Multiple myeloma treatment has evolved significantly over the past two decades, leading to improvements in progression-free and overall survival. Nonetheless, a significant challenge has emerged with the rising incidence of secondary neoplasms (SNs), including myeloid and lymphoid malignancies1, 2, 3. These malignancies are often therapy-related and associated with prior cytotoxic therapy, radiation, and prolonged maintenance treatment. As MM survival improves, understanding the spectrum, timing, and pathogenesis of therapy-related secondary neoplasms has become increasingly important. While previous studies have reported varying incidence rates of t-MDS/AML and secondary lymphomas following MM therapy, few have comprehensively analyzed these outcomes in a real-world cohort. Furthermore, the specific contributions of different therapeutic agents and transplant protocols to the risk of secondary neoplasms remain incompletely defined.

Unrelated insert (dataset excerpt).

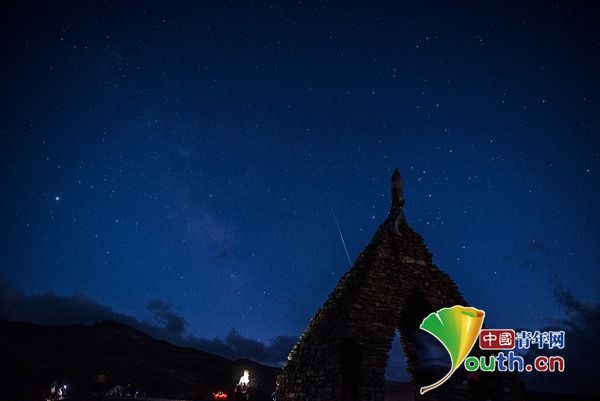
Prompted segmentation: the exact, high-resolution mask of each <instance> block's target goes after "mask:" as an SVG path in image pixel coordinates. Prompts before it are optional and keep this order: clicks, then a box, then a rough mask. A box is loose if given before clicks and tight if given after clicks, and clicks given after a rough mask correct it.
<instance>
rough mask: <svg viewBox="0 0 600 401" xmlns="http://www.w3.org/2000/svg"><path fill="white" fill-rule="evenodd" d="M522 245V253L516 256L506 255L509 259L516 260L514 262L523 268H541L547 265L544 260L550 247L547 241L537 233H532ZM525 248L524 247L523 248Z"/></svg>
mask: <svg viewBox="0 0 600 401" xmlns="http://www.w3.org/2000/svg"><path fill="white" fill-rule="evenodd" d="M524 245H525V246H524V247H523V245H521V247H520V248H521V253H522V254H521V255H520V256H517V257H516V258H514V259H513V258H512V257H509V256H506V258H507V259H508V260H514V263H515V264H516V265H517V266H519V267H521V268H523V269H532V268H541V267H543V266H544V265H545V263H544V260H545V257H547V253H548V248H547V246H546V241H544V239H543V238H542V237H541V236H540V235H539V234H536V233H531V235H530V236H529V239H528V240H527V241H526V242H525V244H524ZM523 248H524V249H523Z"/></svg>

This review paper aims to report on the incidence and types of secondary hematologic malignancies that occur in patients treated for MM, focusing on the impact of High dose- autologous stem cell transplant (HD-ASCT) and maintenance therapy as contributing factors. We also explore possible pathogenic mechanisms linking MM therapy to secondary neoplasms, with emphasis on stem cell damage, clonal evolution, and mutagenesis.